Herlong will serve as the keynote speaker for this year’s Healthy Woman Anniversary Celebration, and her message is one that she hopes will impart lessons and laughter alike.

As a motivational humorist, Herlong said that her goal is to tell funny stories with a point.

“I learned the value of laughter from my mother.  My mother was so funny,” Herlong said.

“She dealt with some pretty tough stuff in her life.  My brother is a crack-cocaine addict, and he’s been married six times.  My mother called one time and said ‘your brother is weak-minded.’  I said ‘yeah, you think?’ She said no, ‘w-e-e-k.’ I thought about every wife he had, and every one of their initials was a day of the week.  Monday is Maurine, Tuesday is Terry, Wednesday is Wendy.  And then she got to Sunday and said that thank God Sunday is a day of rest.”

Herlong’s signature brand of humor is well documented in her own works, which include an Amazon best-seller in her latest book, “Bury Me with My Pearls.”

The women of Greenville will hear a different message, inspired by her program, “Bare Feet to High Heels and the Flip-Flops in Between.”  The program will highlight the power of humor in dealing with life’s biggest problems, including many which lie beyond our control.

“For many of us, we think of our health and it can be very scary when the doctor calls and says that your mammogram is suspicious—that just strikes fear in women,” Herlong said.

“Along with our health needs, life is just really like that.  I think the beauty of Healthy Woman is that they can help us go around those details when life flips on us if we just keep up with our health needs and we are proactive.  My sister developed breast cancer and died of heart problems because she did not have a mammogram.  And that is just the most unwise you can do for yourself and your family.”
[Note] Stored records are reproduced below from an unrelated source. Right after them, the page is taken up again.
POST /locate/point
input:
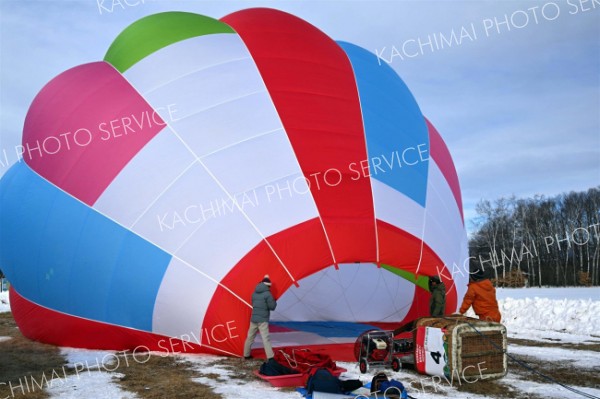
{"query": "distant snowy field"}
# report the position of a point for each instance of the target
(565, 314)
(540, 314)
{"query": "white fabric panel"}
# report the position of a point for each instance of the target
(203, 89)
(225, 117)
(444, 231)
(144, 178)
(281, 204)
(186, 208)
(181, 302)
(218, 127)
(355, 292)
(254, 163)
(397, 209)
(184, 57)
(221, 241)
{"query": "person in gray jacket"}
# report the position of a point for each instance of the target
(262, 305)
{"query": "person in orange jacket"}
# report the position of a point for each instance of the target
(481, 294)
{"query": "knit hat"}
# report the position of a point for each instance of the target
(478, 274)
(267, 280)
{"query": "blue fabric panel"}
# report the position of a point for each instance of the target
(327, 328)
(396, 132)
(64, 255)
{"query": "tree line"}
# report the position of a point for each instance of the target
(539, 241)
In women’s defense, Herlong said that she and others have a tendency to put themselves on the backburner for the sake of others.

But she added that Healthy Woman is a bit like the flight attendant’s message on an airplane that one should secure one’s own oxygen mask before helping others; it’s a constant reminder that women should take care of themselves first.

And in that regard, laughter is often the best medicine of all.

“We have to learn as women to handle life’s events with a sense of humor,” Herlong said.  “And if you don’t, you’re going to be miserable.  If you can laugh, I don’t care how tragic it is—and this is sounds really bad—for those who have been down a tragic road, it’s not funny.  Through time, you will learn to smile and you’ll learn to deal.  And that’s just God giving you a hug and saying it’s going to be OK.  If you can get to that point going through awful things that happen—and no disrespect meant to anybody that goes through tragedy, sadness or hardship—when you can lighten up about things or look back and laugh about certain things, that’s just healing.”